I am in the living room, long dark with just the lamp and the light from the screens. The work goes well, and I am firing on most cylinders. I do not realize what time it is, just know there is laughter and tiny shouts from the kitchen, the gentle mayhem of the three women under our roof. I am obsessed over an edit, playing the sequence down staring close, leaning back, nudging one frame in, one frame out, alternating takes, overlapping sound. Maybe it is fine, but I have stared at it too long to really know that.

I ask myself what kind to music needs to come next. Something hesitating. I tap my fingers on the thick glass of the desk, thinking about how slow it should be. My stomach growls. I probably need to start dinner soon.
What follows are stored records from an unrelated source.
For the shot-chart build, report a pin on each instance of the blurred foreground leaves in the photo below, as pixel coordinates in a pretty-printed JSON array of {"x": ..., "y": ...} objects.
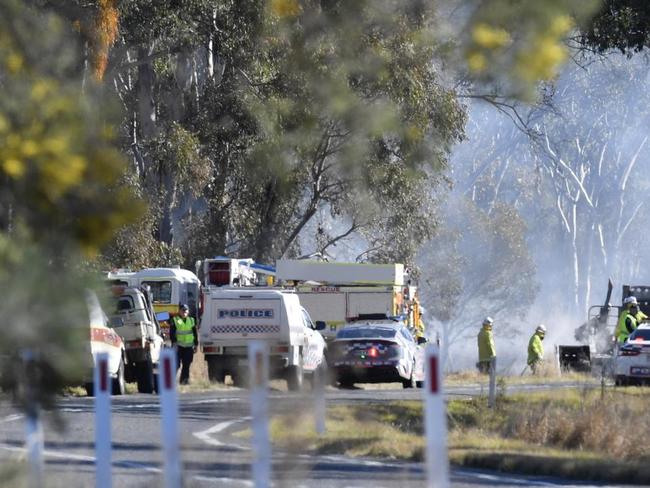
[{"x": 59, "y": 201}]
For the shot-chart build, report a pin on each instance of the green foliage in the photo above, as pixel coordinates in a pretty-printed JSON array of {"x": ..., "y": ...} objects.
[
  {"x": 619, "y": 24},
  {"x": 59, "y": 201},
  {"x": 46, "y": 316},
  {"x": 295, "y": 109}
]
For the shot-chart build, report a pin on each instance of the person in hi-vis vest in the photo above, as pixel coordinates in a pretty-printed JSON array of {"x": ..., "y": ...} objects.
[{"x": 184, "y": 337}]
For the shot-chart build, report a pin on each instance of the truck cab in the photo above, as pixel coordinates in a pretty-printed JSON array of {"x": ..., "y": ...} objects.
[{"x": 134, "y": 319}]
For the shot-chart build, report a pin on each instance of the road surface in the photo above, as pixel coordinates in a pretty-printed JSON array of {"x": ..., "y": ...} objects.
[{"x": 212, "y": 454}]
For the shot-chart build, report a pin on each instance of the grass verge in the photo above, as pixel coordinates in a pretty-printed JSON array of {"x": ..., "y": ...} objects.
[{"x": 573, "y": 434}]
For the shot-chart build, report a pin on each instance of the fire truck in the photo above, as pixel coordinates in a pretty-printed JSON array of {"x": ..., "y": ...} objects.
[{"x": 339, "y": 292}]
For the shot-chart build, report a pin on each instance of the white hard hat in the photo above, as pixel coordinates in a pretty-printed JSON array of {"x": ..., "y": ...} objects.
[{"x": 630, "y": 300}]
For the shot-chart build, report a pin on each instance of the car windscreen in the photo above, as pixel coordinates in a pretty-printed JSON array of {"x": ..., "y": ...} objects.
[
  {"x": 366, "y": 333},
  {"x": 125, "y": 304},
  {"x": 640, "y": 334},
  {"x": 160, "y": 290}
]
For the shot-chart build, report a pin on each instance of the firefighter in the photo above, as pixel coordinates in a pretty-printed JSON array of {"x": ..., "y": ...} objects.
[
  {"x": 535, "y": 348},
  {"x": 629, "y": 319},
  {"x": 185, "y": 339},
  {"x": 486, "y": 349}
]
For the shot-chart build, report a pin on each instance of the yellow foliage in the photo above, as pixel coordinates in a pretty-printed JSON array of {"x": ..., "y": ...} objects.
[
  {"x": 543, "y": 59},
  {"x": 285, "y": 8},
  {"x": 560, "y": 25},
  {"x": 14, "y": 168},
  {"x": 489, "y": 37},
  {"x": 40, "y": 90},
  {"x": 29, "y": 148},
  {"x": 14, "y": 63}
]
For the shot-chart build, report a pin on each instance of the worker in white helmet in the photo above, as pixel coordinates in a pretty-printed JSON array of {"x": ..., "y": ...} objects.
[
  {"x": 536, "y": 349},
  {"x": 629, "y": 319},
  {"x": 486, "y": 349}
]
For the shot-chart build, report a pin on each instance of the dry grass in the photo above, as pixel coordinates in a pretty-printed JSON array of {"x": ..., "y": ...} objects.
[
  {"x": 572, "y": 433},
  {"x": 376, "y": 431},
  {"x": 547, "y": 374}
]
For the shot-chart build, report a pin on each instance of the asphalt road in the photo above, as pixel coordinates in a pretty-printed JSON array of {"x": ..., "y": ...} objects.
[{"x": 211, "y": 452}]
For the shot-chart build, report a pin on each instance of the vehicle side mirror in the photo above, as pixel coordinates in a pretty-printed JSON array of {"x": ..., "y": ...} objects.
[{"x": 116, "y": 322}]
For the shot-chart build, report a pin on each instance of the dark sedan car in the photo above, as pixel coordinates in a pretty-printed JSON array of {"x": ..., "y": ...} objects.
[{"x": 376, "y": 352}]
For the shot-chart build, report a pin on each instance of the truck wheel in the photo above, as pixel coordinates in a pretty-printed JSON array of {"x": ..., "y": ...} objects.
[
  {"x": 240, "y": 378},
  {"x": 118, "y": 386},
  {"x": 294, "y": 378},
  {"x": 145, "y": 376},
  {"x": 216, "y": 374}
]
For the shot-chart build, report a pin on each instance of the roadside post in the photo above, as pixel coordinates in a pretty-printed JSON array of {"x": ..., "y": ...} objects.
[
  {"x": 435, "y": 421},
  {"x": 101, "y": 384},
  {"x": 33, "y": 425},
  {"x": 492, "y": 397},
  {"x": 169, "y": 415},
  {"x": 319, "y": 399},
  {"x": 258, "y": 364}
]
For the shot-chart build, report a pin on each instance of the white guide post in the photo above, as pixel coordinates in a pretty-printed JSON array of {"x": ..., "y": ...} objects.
[
  {"x": 258, "y": 363},
  {"x": 492, "y": 398},
  {"x": 102, "y": 386},
  {"x": 319, "y": 399},
  {"x": 169, "y": 417},
  {"x": 435, "y": 421}
]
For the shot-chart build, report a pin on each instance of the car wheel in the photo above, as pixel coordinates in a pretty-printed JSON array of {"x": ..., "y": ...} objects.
[
  {"x": 216, "y": 373},
  {"x": 294, "y": 378},
  {"x": 346, "y": 383},
  {"x": 118, "y": 386},
  {"x": 145, "y": 377},
  {"x": 240, "y": 379},
  {"x": 410, "y": 383}
]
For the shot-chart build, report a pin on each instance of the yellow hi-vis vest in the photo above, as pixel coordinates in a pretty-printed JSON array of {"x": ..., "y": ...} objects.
[
  {"x": 486, "y": 349},
  {"x": 184, "y": 333},
  {"x": 535, "y": 349},
  {"x": 622, "y": 330}
]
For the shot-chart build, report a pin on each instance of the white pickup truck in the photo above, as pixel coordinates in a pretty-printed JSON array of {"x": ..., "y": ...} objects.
[{"x": 233, "y": 316}]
And then I look up and V is in the doorway to the living room, on her hands and knees. She has crawled all the way from the bedroom. Her chin is up, head titling back, staring at me with giant eyes N is hunched down behind her, holding her steady. V grins wildly, one of her sweet shrieks bouncing around the big room. I am outside myself. Suddenly standing and swooping down to pick her up, and then there is a stretch of time playing on the bed, stacking the rainbow rings on the yellow cone, putting toys on my head for her to retrieve and there is no thought in my mind, not of war, or the crumbling economy, not of racism or cops killing unarmed men, not of fake food or new diseases, not of warm oceans and dying fish. There is nothing but this bed, no looming elections, just the round face looking up at me, crawling, smashing headfirst into pillows and her muffled laughter.